The group, which owns Yorkshire and Clydesdale banks and is seeking the status of top challenger to the market’s big guns in the wake of its merger with Virgin Money, endured a brutal kicking on the stock market after their release.

Nearly 10 per cent was wiped from its value during the morning session.

The shares sell-off wasn’t just about brexit. The bank fell into a pre-tax loss for the year to the end of September, thanks largely to a much bigger than expected provision to cover the cost of Payment Protection Insurance (PPI) misselling. Shore Capital had hoped for a better dividend than was offered too.

The baleful influence of Brexit, however, exacerbated the negatives in the bank’s numbers.

Shortly after the EU referendum in June 2016, CYBG held a capital markets day when the banking group said it expected the impact of the leave vote to be felt 18 to 24 months down the line. Those comments have proved prescient.

Outside of the PPI nasty, CYBG has a decent enough story to tell. Merging with Virgin Money should give it a shot in the arm. It is growing its mortgage business faster than the market. The money RBS is having to pump into small business lending to facilitate competition as a consequence of its failure to spin off or sell what would have been known as Williams & Glyn should help CYBG, which is also outperforming in this sector.

But it is significant that the bank made note of the fact that some companies are sitting on their hands when it comes to investment, putting off decisions and hoarding cash in an attempt to protect themselves should our politicians wreck things for them.

That’s entirely understandable.

The behaviour of the governing Conservative Party, and its noisy corps of extremists, is scaring just about everyone in possession of a working brain.

“Up and down the country, firms large and small are deeply concerned by the potential for a no-deal scenario, and business investment is already being choked off by the surrounding uncertainty,” said Stephen Martin, director general of the Institute of Directors, as the bank was unveiling its results.
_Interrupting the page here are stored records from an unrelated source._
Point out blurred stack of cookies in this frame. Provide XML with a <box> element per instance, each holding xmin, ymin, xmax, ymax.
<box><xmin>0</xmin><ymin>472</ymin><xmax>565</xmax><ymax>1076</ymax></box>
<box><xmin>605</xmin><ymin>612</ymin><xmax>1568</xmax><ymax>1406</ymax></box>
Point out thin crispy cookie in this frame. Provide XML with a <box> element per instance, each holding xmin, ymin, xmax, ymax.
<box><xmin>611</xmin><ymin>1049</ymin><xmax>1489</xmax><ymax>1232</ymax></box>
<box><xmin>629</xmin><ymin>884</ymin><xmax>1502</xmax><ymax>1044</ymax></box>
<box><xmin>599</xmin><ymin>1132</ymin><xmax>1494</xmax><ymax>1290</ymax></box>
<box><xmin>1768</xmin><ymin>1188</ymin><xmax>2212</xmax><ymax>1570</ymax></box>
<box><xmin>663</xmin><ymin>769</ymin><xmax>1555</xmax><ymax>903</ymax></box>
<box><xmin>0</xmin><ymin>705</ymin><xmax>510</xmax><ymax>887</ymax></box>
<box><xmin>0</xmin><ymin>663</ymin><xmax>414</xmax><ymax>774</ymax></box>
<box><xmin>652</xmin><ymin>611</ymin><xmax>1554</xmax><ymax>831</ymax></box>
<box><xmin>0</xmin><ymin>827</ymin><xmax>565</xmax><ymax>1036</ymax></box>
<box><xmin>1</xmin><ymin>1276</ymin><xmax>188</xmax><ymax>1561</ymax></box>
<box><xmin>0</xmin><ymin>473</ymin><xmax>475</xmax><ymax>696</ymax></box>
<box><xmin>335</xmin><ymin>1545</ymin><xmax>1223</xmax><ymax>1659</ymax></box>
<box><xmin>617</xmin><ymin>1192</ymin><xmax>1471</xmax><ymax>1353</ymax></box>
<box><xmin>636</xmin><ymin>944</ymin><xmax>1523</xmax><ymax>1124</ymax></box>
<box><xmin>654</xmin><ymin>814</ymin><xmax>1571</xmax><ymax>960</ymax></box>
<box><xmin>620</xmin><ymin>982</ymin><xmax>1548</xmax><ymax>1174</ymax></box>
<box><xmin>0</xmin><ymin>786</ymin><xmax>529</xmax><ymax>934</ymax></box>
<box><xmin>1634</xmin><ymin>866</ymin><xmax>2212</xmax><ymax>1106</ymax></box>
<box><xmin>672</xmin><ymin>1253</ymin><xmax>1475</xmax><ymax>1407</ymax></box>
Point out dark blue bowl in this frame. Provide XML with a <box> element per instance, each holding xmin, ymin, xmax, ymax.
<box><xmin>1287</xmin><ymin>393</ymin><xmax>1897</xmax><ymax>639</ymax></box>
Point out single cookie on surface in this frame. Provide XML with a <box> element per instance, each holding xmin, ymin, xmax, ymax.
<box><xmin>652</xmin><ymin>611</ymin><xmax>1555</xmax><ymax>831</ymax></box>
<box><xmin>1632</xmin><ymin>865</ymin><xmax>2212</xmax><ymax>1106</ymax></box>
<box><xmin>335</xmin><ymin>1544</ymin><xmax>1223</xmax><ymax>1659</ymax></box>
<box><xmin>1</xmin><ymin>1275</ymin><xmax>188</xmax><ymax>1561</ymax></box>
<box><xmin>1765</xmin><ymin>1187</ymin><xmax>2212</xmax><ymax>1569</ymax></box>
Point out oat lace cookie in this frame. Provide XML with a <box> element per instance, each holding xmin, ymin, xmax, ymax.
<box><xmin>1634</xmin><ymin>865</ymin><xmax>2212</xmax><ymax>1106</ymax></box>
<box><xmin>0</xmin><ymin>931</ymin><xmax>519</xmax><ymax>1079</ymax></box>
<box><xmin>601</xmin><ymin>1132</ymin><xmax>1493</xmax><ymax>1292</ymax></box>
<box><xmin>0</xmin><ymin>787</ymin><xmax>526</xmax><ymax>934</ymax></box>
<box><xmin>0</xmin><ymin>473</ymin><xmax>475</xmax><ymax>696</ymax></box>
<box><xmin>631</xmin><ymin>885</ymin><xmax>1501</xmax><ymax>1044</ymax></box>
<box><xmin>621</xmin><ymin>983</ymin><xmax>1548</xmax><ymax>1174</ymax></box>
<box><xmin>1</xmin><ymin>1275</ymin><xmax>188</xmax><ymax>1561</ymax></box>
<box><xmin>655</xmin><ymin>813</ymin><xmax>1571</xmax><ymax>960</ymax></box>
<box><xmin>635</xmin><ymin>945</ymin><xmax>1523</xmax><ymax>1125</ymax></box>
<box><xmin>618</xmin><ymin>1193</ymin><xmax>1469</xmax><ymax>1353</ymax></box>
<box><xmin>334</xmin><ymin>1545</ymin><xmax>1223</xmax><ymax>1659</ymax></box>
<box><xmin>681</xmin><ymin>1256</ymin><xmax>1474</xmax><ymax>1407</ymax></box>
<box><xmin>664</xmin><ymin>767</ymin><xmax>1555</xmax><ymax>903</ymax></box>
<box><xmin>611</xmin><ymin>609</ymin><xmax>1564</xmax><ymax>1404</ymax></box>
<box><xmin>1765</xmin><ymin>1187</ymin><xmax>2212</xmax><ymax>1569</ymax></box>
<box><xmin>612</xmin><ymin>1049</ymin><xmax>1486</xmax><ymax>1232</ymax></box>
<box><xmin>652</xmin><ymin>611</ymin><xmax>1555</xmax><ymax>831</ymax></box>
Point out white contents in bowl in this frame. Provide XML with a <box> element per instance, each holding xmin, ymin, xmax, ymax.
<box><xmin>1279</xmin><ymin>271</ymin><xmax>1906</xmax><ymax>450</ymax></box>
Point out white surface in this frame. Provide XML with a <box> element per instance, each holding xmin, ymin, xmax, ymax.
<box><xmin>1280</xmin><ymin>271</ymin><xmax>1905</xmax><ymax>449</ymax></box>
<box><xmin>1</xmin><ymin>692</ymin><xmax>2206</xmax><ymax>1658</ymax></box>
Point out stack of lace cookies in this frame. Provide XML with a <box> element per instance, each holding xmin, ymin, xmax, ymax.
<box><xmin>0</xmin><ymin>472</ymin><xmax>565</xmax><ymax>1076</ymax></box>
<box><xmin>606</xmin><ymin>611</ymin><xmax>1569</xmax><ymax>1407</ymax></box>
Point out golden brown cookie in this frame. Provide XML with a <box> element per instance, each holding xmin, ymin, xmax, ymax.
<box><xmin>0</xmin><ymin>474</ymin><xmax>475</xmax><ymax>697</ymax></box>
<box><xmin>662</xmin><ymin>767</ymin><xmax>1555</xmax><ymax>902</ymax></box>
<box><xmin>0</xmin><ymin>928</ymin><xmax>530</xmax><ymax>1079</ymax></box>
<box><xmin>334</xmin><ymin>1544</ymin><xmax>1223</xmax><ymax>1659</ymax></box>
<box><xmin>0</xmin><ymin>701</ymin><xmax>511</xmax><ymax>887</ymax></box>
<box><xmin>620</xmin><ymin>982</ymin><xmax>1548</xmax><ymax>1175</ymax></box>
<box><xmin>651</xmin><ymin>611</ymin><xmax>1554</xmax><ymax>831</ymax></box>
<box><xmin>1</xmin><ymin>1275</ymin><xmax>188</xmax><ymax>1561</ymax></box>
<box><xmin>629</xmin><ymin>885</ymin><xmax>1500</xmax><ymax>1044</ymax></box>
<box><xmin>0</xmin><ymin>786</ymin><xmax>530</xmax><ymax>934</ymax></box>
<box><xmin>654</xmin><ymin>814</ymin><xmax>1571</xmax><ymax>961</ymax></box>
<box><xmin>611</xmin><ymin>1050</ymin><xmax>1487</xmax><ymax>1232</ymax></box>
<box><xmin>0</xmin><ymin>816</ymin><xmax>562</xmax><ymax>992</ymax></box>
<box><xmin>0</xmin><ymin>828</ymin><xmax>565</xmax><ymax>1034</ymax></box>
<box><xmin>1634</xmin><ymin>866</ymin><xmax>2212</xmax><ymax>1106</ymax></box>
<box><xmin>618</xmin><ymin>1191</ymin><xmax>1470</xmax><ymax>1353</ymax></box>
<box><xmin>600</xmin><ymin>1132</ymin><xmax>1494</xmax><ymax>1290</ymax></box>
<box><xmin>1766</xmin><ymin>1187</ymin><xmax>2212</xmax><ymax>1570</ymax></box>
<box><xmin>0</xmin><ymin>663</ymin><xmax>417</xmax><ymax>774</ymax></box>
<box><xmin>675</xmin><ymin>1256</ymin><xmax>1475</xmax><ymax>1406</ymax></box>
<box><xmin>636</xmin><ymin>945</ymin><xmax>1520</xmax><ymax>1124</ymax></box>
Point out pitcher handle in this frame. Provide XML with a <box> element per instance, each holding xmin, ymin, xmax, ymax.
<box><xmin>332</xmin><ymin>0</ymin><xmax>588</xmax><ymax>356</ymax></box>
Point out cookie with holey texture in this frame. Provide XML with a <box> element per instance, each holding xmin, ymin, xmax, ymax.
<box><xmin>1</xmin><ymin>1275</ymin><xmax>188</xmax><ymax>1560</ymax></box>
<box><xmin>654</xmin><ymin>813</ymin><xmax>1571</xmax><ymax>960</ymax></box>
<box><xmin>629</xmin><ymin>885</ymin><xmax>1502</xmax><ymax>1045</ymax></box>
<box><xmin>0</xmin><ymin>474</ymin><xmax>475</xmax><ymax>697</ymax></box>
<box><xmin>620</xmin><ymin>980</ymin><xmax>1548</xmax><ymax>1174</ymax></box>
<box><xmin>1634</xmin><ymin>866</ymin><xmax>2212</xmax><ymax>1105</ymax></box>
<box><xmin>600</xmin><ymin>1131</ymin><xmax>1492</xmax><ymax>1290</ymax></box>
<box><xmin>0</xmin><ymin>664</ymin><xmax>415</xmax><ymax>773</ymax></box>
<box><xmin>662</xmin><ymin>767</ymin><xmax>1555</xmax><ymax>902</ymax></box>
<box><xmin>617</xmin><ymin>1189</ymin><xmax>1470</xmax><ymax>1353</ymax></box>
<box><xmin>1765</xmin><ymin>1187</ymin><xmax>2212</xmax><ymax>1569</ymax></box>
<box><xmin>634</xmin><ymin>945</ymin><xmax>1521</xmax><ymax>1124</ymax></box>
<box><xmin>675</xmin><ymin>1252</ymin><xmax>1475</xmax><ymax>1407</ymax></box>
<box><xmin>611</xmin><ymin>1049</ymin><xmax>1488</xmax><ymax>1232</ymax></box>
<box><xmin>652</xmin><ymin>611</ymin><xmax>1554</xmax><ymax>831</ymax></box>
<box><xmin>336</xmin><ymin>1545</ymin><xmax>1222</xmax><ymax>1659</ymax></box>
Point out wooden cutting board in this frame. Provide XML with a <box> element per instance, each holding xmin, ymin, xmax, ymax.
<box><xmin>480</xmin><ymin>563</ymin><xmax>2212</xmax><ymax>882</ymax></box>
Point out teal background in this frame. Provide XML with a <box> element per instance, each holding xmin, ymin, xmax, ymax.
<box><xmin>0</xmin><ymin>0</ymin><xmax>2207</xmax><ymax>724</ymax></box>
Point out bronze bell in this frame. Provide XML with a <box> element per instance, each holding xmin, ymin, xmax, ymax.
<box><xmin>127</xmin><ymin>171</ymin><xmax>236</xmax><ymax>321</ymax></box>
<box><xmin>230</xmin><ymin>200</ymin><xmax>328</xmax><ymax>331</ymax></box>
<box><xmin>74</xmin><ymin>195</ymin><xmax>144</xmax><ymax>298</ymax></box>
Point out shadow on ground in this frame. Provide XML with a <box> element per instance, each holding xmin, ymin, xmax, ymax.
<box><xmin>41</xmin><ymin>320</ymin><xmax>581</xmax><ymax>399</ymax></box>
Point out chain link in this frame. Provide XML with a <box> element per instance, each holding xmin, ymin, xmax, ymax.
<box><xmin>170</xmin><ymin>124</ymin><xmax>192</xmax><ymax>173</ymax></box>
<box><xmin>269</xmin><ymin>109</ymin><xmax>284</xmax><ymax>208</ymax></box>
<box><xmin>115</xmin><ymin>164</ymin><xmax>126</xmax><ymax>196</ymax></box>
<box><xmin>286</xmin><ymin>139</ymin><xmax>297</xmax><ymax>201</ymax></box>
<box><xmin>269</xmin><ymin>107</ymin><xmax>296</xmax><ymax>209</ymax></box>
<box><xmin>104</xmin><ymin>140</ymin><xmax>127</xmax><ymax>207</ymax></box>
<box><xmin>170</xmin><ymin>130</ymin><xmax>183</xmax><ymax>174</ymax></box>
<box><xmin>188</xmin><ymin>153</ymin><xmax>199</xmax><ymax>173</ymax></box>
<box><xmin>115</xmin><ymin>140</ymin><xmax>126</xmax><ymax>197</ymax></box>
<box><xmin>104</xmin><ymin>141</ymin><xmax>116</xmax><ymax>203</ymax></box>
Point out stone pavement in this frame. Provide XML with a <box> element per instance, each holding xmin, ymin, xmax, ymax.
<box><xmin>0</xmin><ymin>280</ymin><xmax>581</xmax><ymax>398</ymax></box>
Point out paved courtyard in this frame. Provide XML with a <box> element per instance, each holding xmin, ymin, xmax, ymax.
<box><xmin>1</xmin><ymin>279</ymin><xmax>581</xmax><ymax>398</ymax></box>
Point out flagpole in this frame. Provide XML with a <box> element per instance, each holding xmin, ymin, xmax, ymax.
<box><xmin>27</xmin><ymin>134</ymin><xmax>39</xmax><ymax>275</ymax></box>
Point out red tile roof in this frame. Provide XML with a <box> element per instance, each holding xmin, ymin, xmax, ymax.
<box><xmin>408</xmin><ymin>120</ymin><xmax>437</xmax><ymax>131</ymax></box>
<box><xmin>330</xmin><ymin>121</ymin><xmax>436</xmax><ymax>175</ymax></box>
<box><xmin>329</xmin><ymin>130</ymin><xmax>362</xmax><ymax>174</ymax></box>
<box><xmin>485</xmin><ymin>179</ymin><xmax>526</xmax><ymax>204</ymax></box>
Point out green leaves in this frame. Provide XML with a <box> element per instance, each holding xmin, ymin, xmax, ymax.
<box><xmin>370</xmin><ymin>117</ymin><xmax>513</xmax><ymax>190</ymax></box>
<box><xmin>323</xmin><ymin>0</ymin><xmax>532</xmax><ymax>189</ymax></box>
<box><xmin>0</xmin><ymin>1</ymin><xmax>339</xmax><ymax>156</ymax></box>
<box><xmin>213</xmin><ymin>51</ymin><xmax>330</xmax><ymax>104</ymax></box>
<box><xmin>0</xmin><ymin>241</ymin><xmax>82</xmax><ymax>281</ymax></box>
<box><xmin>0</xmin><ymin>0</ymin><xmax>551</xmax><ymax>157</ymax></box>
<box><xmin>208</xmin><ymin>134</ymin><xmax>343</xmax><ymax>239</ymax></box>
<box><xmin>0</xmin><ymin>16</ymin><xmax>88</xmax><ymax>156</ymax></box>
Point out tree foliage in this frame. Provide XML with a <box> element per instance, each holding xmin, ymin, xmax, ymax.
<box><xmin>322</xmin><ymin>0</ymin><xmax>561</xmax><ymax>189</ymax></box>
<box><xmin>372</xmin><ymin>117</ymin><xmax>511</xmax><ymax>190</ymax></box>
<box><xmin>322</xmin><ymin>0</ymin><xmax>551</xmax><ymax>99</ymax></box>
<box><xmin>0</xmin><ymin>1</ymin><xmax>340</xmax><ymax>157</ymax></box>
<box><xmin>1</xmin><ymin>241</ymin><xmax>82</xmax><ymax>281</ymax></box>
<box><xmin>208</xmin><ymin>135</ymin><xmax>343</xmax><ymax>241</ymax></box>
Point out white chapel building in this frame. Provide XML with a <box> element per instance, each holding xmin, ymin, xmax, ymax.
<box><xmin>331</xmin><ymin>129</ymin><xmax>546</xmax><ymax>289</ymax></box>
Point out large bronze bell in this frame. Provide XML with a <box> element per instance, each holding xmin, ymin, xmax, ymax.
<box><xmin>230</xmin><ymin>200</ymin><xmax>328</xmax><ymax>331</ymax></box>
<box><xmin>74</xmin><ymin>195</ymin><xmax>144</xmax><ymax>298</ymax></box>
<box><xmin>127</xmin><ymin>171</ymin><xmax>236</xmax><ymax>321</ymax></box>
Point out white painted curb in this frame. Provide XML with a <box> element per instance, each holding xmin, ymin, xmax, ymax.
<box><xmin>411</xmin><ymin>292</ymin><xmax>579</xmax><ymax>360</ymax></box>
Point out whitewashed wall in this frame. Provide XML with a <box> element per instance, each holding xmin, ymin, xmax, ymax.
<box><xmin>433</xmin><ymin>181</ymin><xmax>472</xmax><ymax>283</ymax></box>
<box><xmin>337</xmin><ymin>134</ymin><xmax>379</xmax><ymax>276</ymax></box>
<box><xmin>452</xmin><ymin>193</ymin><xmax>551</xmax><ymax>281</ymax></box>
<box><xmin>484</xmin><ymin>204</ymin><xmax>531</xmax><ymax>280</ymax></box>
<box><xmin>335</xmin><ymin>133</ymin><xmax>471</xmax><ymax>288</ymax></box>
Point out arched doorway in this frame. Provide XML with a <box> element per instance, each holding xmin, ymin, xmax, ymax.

But no deal is what the extremists want, even if they won’t quite come out and say so, regardless of the consequences.

In this febrile climate any misstep on analysts’ forecasts is going to get punished. The market is in a fretful mood. Investors’ nerves are entirely understandable.

This helps to explain why the bottom fell out of CYGB’s share price.

In six months’ time people may look back and see the stock as absurdly cheap. There is plenty of scope for this bank to grow its business, just as there is for other challengers such as Metro Bank – even TSB if it can sort itself out.

Trouble is no one’s buying positives at the moment, and they won’t be doing so until it’s clear that disaster has been averted, either via Theresa May’s dismal deal or through a Final Say referendum.